Here’s a comprehensive answer to a question I asked many a post ago: what happens if you routinely screw up your recycling?

When loads of plastic are dumped on a recycling facility’s floor, the sorting fun begins. Workers often start by picking through the piles in search of obviously discordant items-kiddie play sets, lawn furniture, clothing mannequins. They also scan for plastic mounds that are drenched in nonrecyclable trash, such as food slurries or medical waste.

Taylor Clark attempts to dispel the myth of the obnoxiously condescending vegetarian by penning an obnoxiously condescending article:

Those of us who want to avoid the social nightmare have to hide our vegetarianism like an Oxycontin addiction, because admit it, omnivores: You know nothing about us. Do we eat fish? Will we panic if confronted with a hamburger? Are we dying of malnutrition? You have no clue.

In all seriousness, I think vegetarianism is admirable (although PETA, which runs ads that objectify women in order to promote its agenda of giving humanity to animals, can suck it). But I’ve never understood my vegetarian friends’ complaints of the difficulty of finding anything to eat. I’m not even remotely a vegetarian, and I’d estimate that 90% of my diet is cheese, bread and sugar.

I am nothing if not a lover of routine – in fact, my behavior is so habitual that it borders on insane. Like many writers, I find that I am unable to be creative at all if I don’t build being creative into a fairly rigid routine. According to this article, the important thing is to change up your habits:

. . . it seems antithetical to talk about habits in the same context as creativity and innovation. But brain researchers have discovered that when we consciously develop new habits, we create parallel synaptic paths, and even entirely new brain cells, that can jump our trains of thought onto new, innovative tracks.

Not long ago, I leafed through a book (can’t remember the title) that was basically a longer version of the above article. The book’s author advised that, to free up creative thinking and combat brain atrophy (and possibly Alzheimer’s), you should constantly be trying to surprise your own brain by doing something jolting – walking a different way to work, writing with the wrong hand, using the opposite hand to do different tasks, performing daily activities in a different order than usual, and so forth. Hmm. Maybe I should build breaking my routine into my routine.

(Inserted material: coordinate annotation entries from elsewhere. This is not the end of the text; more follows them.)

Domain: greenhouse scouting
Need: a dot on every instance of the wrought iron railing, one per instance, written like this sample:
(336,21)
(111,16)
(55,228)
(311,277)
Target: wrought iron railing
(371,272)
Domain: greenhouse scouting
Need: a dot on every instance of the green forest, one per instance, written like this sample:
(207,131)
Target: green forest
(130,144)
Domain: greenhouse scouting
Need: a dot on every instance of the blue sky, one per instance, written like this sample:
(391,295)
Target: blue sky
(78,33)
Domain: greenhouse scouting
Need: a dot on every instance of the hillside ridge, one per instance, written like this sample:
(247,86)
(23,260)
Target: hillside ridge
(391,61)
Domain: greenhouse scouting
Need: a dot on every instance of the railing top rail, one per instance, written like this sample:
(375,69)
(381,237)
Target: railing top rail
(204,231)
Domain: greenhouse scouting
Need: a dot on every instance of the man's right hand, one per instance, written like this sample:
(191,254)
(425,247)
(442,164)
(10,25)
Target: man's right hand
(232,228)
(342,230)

Lindsay Beyerstein responds to Thomas Friedman on subprime mortgages:

Earlier generations weren’t more virtuous because they had less debt. Their dollars bought more. They were more likely to have steady jobs with benefits, including employer-subsidized incentives to save . . . Americans have always valued hard work–and nothing has changed. In the USA, the average worker clocks more hours than anywhere else in the industrialized world.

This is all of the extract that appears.